Nokia X Dual SIM — test telefonu Nokii z Androidem

Nokia z Androidem — kolorowa zagadka, przez niektórych traktowana jako abominacja. Model ten zaprezentowany został w lutym, podczas MWC i nieźle namieszał w smartfonowym światku. Nokię X od dwóch tygodni można kupić w Polsce, ale czy warto?

Nokia X Dual SIM — test telefonu Nokii z Androidem

14.04.2014 | aktual.: 14.04.2014 22:18

  • Slider item
  • Slider item
[1/2]

Moment wyjęcia Nokii X z pudełka przypomniał mi, jak to w jednej z ostatnich klas podstawówki w końcu dostałam w swoje ręce „żarówiaste” markery. Wtedy była to nie lada frajda, ale teraz… Kolor oznaczony przez producenta jako bright red jest na granicy fosforyzującego, a dołączone do urządzenia słuchawki wcale nie prezentują się gorzej. Urządzenie ma wymiary 115,5×63×10,4 mm, a przez grubość i kształt kojarzy się, niestety, z cegłą. Obudowa w dotyku sprawia bardzo ciekawe wrażenie i można wyczuć, że to nie jest byle jakie tworzywo. Nie potwierdzają tego niestety próby zarysowania powierzchni obudowy różnymi przedmiotami, z którymi może mieć styczność w damskiej torebce, jak klucze czy portfel z metalowym wykończeniem. Ekran wyszedł z kontaktu z tymi przedmiotami bez szwanku.

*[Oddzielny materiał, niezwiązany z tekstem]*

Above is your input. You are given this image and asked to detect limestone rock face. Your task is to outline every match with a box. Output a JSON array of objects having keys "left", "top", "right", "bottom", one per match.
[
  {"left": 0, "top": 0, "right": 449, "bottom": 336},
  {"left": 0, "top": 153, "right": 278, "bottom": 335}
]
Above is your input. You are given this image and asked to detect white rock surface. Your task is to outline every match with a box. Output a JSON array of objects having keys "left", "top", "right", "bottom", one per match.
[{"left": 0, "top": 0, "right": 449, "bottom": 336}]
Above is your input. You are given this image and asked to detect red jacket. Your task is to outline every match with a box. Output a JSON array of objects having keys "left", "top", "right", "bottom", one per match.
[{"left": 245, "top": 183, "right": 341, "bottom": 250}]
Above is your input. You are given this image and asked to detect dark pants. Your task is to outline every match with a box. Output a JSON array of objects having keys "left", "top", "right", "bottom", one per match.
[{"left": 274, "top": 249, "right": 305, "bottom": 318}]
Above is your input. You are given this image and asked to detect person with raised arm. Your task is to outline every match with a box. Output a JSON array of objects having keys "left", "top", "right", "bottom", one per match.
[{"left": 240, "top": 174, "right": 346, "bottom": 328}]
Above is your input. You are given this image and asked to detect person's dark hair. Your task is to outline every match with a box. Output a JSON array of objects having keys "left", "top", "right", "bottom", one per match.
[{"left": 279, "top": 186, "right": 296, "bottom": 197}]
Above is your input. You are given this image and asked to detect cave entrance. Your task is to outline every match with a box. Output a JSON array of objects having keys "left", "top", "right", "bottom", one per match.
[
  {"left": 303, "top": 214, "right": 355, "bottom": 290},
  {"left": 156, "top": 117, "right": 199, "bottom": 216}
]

4-calowy ekran IPS o rozdzielczości 800×480 pikseli jest, moim zdaniem, największym plusem tego telefonu. Biel jest biała, barwy nasyceniem mogą spokojnie konkurować z czymś z wyższej półki, jedynie czerni sporo brakuje do ideału. Kąty widzenia ekranu są wystarczające do komfortowej pracy, choć widać, że kolor się zmienia — zwłaszcza na niebieskich elementach, oglądanych nieco z lewej. Podświetlenie jest prawie idealne i zdradza pozycję diod jedynie podczas oglądania ciemnych, jednolitych obrazów. Lustrzana powierzchnia ekranu nie przeszkadza korzystać z telefonu w wiosennym słońcu, ale niekiedy da się wyczuć, że nie jest do końca gładka, podobnie jak w przypadku ZTE Orange Reyo. Rozmawia się z niej nieźle, ale niektórzy rozmówcy skarżyli się, że słyszą mnie gorzej niż zwykle. Głośnik, niestety, nie zadowala — klasyczna melodyjka trzeszczy przy każdym połączeniu przychodzącym.

  • Slider item
  • Slider item
[1/2]

W środku znajdziemy 2-rdzeniowy procesor Qualcomma MSM8225, taktowany z częstotliwością 1 GHz, układ graficzny Adreno 203 oraz 512 MB RAM-u. Testy wydajnościowe dają mieszane wyniki. W syntetycznych benchmarkach Nokia X wypada bardzo słabo, AnTuTu bezczelnie się śmiał z jej wyniku, ledwo przekraczającego 7 tysięcy punktów. Niemniej jednak urządzenie bez problemu radzi sobie z lekkimi grami, jak Fruit Ninja. Odtwarzanie filmów do 720p również nie sprawia problemów, ale czynności takie w błyskawicznym tempie pożerają baterię. Telefon został wyposażony w akumulator 1500 mAh, który graniem bądź oglądaniem filmów można rozładować w czasie krótszym, niż 10 godzin, zauważalnie nagrzewając przy tym telefon. Jeśli jednak Nokii X nie będziemy zmuszać do takiej gimnastyki, będzie tylko czekać na połączenia i sprawdzać pocztę w tle, wytrzyma tydzień, a może jeszcze dłużej.

  • Slider item
  • Slider item
[1/2]

Jeśli chodzi o możliwości łączności, przede wszystkim na uwagę zasługuje możliwość korzystania z dwóch kart micro-SIM, obu w standardach 2G i 3G. Bez zarzutu działa także WiFi 802.11 b/g/n, GPS, radio FM oraz Bluetooth 3.0. 4 GB pamięci wbudowanej można rozszerzyć kartą microSD. Specyfikację uzupełnia prosty 3-megapikselowy aparat, który ma także możliwość nagrywania filmów i rejestrowania panoram oraz prostymi ustawieniami (balans bieli, kontrast zdjęć, wyostrzenie, odszumianie, ISO). Cudów oczekiwać nie można, zwłaszcza przy słabym świetle, gdyż brak tu doświetlenia.

  • Slider item
  • Slider item
[1/2]
  • Slider item
  • Slider item
[1/2]

Na tej półce cenowej możemy znaleźć lepsze urządzenia, ale nie brak i gorszych.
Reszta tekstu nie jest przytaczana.